3.3. Ten aanzien van het onder 3.1 eerstvermelde oordeel van het Hof bevindt de Hoge Raad ambtshalve dat het Hof daarbij is uitgegaan van een onjuiste rechtsopvatting. De door de Staatssecretaris te stellen voorwaarden mogen geen inbreuk maken op het wezen van de fiscale eenheid, te weten dat tijdens het bestaan daarvan de vennootschapsbelasting wordt geheven alsof de dochtermaatschappij in de moedermaatschappij is opgegaan.
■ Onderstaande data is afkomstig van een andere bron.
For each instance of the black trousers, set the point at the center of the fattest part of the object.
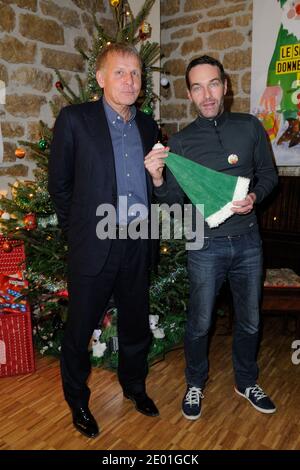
(126, 276)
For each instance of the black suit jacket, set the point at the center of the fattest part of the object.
(82, 176)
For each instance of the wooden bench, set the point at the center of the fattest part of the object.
(281, 295)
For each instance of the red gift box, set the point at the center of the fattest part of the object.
(16, 346)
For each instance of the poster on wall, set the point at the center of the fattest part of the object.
(275, 82)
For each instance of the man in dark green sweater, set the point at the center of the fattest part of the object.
(234, 144)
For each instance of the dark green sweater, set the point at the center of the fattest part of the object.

Deze essentie van de fiscale eenheid brengt mee dat, nu belanghebbende en A BV een fiscale eenheid vormen, de aan belanghebbende toekomende aftrek ter voorkoming van dubbele belasting dient te worden berekend over de buitenlandse winst zoals die in de gehele winst van belanghebbende is begrepen. Vermindering van die buitenlandse winst met een bedrag aan rente dat in de winst van belanghebbende niet voorkomt, hetgeen het gevolg zou zijn van de toepassing van de 17e voorwaarde, leidt tot heffing van vennootschaps-belasting over een bedrag aan winst dat geen onderdeel uitmaakt van de winst van de fiscale eenheid. Voorwaarde 17 is mitsdien gegeven met overschrijding van de aan de Staatssecretaris verleende bevoegdheid en derhalve onverbindend. Het beroep is gegrond. De Hoge Raad kan zelf de zaak afdoen.

4. Proceskosten

De Staatssecretaris zal worden veroordeeld in de kosten van het geding in cassatie en de Inspecteur in de kosten van het geding voor het Hof.

5. Beslissing

De Hoge Raad:

verklaart het beroep gegrond,

vernietigt de uitspraak van het Hof alsmede die van de Inspecteur,

vermindert de aanslag met ( 65.833 tot ( 4.134.724,

gelast dat door de Staatssecretaris van Financiën aan belanghebbende wordt vergoed het door deze ter zake van de behandeling van het beroep in cassatie verschuldigd geworden griffierecht ten bedrage van ( 630, alsmede het bij het Hof gestorte griffierecht ter zake van de behandeling van de zaak voor het Hof ten bedrage van ( 75, derhalve in totaal ( 705,

veroordeelt de Staatssecretaris van Financiën in de kosten van het geding in cassatie aan de zijde van belanghebbende, vastgesteld op ( 2.840 voor beroeps-matig verleende rechtsbijstand,

veroordeelt de Inspecteur in de kosten van het geding voor het Hof aan de zijde van belanghebbende, vastgesteld op ( 3.550 voor beroepsmatig verleende rechtsbijstand, en wijst aan de Staat als de rechtspersoon die de bij het Hof gemaakte kosten moet vergoeden.

Dit arrest is gewezen door de vice-president R.J.J. Jansen als voorzitter, en de raadsheren G.J. Zuurmond, F.W.G.M. van Brunschot, D.G. van Vliet en P. Lourens, in tegenwoordigheid van de waarnemend griffier J.M. van Hooff, en in het openbaar uitgesproken op 21 maart 2001.